Published on Jan 6th, the European Data Protection Supervisor's preliminary opinion on data protection and scientific research ("Opinion") is a sensible analysis of the issues faced by the medical and pharmaceutical industry. 

Key takeaways

Our top 10 takeaways are as follows: 

  1. No new solutions:  The solutions proposed in the Opinion echo previous advice and opinions issued by Working Party 29 and the European Data Protection Board (especially the clinical trials Q&As). The Opinion however does serve as a compendium of items to be addressed and sets placeholders for issues where further guidance is necessary.  
  2. The aim of the research is the key: The EDPS makes the distinction between research for private interests and research with the "aim of growing society's collective knowledge and well-being". This is a key point, as the validity of the scientific exceptions under GDPR will rely on it. Note it doesn't matter who is carrying out the research, but rather, the why. 
  3. Corporate secrecy as a barrier to research: Whereas EDPS acknowledges the mixed nature of most research, it expresses sceptical views about the private sector's motivations and encourages the sharing of scientific knowledge as a public good.  It makes particularly sceptical statements about technology companies being able to process health data adequately and criticises their lack of transparency which, in the EDPS' view, is a barrier to research. 
  4. Ethics at the heart of all research:  The EDPS expresses its concern that errors of the past should not be repeated by reflecting on the origins and purposes of health regulations, especially those around clinical trials. It reiterates the importance of "genuine research for the common good."
  5. Behavioural experiments are not scientific research under GDPR: The EDPS moreover questions if "persuasive design" practices are ethical.
  6. Data protection requires transparency and it is not a tool to enable corporate secrecy: The EDPS heavily criticises companies for being vague in their notices and the risk based approach they take and their reluctance to share data with "genuine researchers". It highlights this point by stating "It would appear therefore that the reluctance to give access to genuine researchers is motivated no so much by data protection concerns as by the absence of business incentive to invest effort in disclosing or being transparent about the volume and nature of data they control."
  7. Scientific purposes exceptions only apply in very specific cases: The special data protection regime for scientific research is understood to apply where each of the three criteria are met: 1) personal data are processed; 2) relevant sector standards of methodology and ethics apply, including the notion of informed consent, accountability and oversight; and 3) the research is carried out with the aim of growing society‚Äôs collective knowledge and well-being, as opposed to serving primarily one or several private interests.
  8. Deception trials are not compatible with GDPR: Debriefing of the research participants and retrospective informed consent along with specific ethics approval before the start of the research would not be enough to comply with Article 13 GDPR. The possible derogation for the purposes of scientific research under Article 14 is not relevant for these specific cases of deception, since the derogation only applies in case of indirect collection. 
  9. An EU code of conduct could be the best solution: The EDPS states that "To achieve sufficient levels of harmonisation, codes of conduct at EU rather than national level may be preferable. They would also be beneficial for the free movement of researchers, a key aim of the European Research Area."
  10. More guidance to follow: The Opinion states that more guidance will be issued data protection and scientific research, specifically around the issue of Clinical Trials and GDPR and to clarify if a private sponsor can act in a public interest. 

Our two cents

It is this writer's view that the Opinion holds an underlying message of "please use your common sense" about it. The EDPS is also clearly stating that we must not loose sight of the aim of scientific research: to work for the good of humanity. This aim would be much aided by the sharing of knowledge which is not, in the EDPS' view, incompatible with the GDPR; quite the opposite, the GDPR helps to enable transparency and data sharing. 

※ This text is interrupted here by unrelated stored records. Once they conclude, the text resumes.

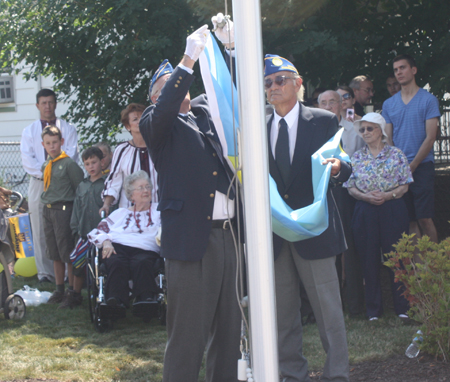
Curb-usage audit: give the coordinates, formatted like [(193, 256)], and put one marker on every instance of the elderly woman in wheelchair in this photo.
[(129, 249)]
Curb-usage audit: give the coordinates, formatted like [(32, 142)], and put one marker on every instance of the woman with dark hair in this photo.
[(129, 157)]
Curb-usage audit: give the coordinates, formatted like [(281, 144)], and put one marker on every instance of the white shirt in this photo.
[(120, 227), (125, 161), (32, 151), (291, 119), (351, 141)]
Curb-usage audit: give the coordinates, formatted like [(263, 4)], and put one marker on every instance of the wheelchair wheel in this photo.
[(91, 280), (15, 308)]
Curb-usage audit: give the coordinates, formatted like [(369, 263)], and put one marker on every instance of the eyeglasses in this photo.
[(368, 128), (143, 188), (279, 80), (368, 90)]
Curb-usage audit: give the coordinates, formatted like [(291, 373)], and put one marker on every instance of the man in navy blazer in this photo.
[(295, 133), (196, 241)]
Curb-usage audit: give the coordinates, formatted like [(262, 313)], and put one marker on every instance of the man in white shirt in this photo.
[(33, 156)]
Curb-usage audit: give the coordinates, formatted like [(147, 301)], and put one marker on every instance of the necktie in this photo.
[(282, 155)]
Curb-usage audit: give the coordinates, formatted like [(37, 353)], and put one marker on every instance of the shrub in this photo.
[(424, 268)]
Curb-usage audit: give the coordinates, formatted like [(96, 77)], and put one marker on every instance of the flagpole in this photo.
[(258, 228)]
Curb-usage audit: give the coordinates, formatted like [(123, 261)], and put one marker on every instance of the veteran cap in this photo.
[(274, 64), (164, 68)]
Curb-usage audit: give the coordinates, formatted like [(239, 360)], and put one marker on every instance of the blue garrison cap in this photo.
[(274, 64), (164, 68)]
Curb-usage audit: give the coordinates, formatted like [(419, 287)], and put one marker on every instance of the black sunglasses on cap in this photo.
[(368, 128), (279, 80)]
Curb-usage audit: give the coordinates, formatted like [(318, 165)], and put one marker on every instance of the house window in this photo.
[(6, 89)]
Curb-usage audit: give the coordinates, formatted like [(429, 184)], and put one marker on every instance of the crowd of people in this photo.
[(172, 174)]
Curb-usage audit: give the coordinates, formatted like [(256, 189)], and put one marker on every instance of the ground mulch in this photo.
[(397, 368)]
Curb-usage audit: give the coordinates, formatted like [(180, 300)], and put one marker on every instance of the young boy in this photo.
[(61, 179), (107, 156), (85, 217)]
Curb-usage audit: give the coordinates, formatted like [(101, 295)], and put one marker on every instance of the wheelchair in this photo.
[(102, 315)]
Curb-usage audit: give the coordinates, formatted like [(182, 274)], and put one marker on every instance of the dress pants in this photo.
[(43, 264), (375, 229), (202, 312), (322, 286), (129, 263)]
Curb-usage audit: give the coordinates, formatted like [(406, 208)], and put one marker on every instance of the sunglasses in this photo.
[(279, 80), (368, 128)]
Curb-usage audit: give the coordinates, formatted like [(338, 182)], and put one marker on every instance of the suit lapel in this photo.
[(273, 168), (305, 134)]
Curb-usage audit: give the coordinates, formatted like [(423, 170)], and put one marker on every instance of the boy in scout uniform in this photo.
[(61, 179)]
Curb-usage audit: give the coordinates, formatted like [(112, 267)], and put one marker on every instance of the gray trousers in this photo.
[(321, 283), (43, 264), (202, 312)]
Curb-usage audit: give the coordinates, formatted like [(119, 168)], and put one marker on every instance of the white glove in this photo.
[(195, 43), (223, 28)]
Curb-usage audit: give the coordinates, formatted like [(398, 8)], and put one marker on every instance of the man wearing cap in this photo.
[(363, 88), (412, 117), (295, 133), (196, 241)]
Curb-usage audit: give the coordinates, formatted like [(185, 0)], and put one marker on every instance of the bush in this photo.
[(424, 268)]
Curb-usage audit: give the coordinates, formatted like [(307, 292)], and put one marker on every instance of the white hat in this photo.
[(373, 118)]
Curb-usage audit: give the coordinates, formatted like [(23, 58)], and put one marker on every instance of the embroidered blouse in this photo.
[(386, 172), (137, 230)]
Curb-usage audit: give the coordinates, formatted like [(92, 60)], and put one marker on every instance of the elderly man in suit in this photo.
[(295, 133), (196, 241)]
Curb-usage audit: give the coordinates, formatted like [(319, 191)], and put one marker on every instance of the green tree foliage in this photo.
[(352, 37), (100, 52)]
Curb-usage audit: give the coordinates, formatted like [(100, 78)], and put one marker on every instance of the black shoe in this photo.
[(114, 302)]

It is fair to say that the EDPS is putting all private stakeholders on the same boat in its Opinion which is, in this writer's view, slightly unfair. Experience tells me that heavily regulated companies are not likely to use the GDPR as an excuse not to be transparent, but rather follow the letter of the law too closely. They are likely to take very limited risks for fear that any contravention of the GDPR will jeopardise a study (and as a result the investment and the potential cure will be lost).  Having said that, recent events around misuse of sensitive data and profiling (for example,Cambridge Analytica or Emma's Diary) are solid reasons for the regulator to be slightly sceptical about private companies' ethics when making decisions about how to process sensitive data. 

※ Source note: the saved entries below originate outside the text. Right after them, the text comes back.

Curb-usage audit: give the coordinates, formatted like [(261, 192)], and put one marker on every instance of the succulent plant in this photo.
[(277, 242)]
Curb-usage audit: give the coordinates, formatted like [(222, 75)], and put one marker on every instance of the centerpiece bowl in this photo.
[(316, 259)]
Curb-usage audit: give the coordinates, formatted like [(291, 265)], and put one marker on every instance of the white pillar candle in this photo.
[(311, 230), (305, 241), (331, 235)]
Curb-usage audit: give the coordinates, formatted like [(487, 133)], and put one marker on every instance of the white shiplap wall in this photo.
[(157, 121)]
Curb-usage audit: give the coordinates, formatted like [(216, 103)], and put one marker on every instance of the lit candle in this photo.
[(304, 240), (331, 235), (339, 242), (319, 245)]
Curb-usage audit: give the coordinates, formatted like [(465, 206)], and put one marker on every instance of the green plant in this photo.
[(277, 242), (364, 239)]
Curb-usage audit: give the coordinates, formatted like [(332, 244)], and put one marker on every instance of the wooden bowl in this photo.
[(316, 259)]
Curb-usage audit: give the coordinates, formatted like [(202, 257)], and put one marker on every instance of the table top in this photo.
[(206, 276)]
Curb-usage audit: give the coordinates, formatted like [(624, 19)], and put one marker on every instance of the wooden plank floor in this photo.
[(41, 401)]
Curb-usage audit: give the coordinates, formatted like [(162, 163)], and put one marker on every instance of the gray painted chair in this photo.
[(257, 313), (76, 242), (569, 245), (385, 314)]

Overall, the problem seems to be one of trust - patients and regulators need to trust the companies processing sensitive data. At the moment, the lack of transparency is, in many cases, being interpreted as corporate secrecy. It is therefore essential for companies to gain that trust. 

Some key steps to gain trust include: 

  • making sure the research and the processing is ethical; 
  • carrying out impact assessments to make sure they are fully aware of what risks are being taken; and
  • communicating with individuals: giving clear notices to individuals and asking people if they can share their data.

In short, complying with the GDPR and using good old fashioned common sense.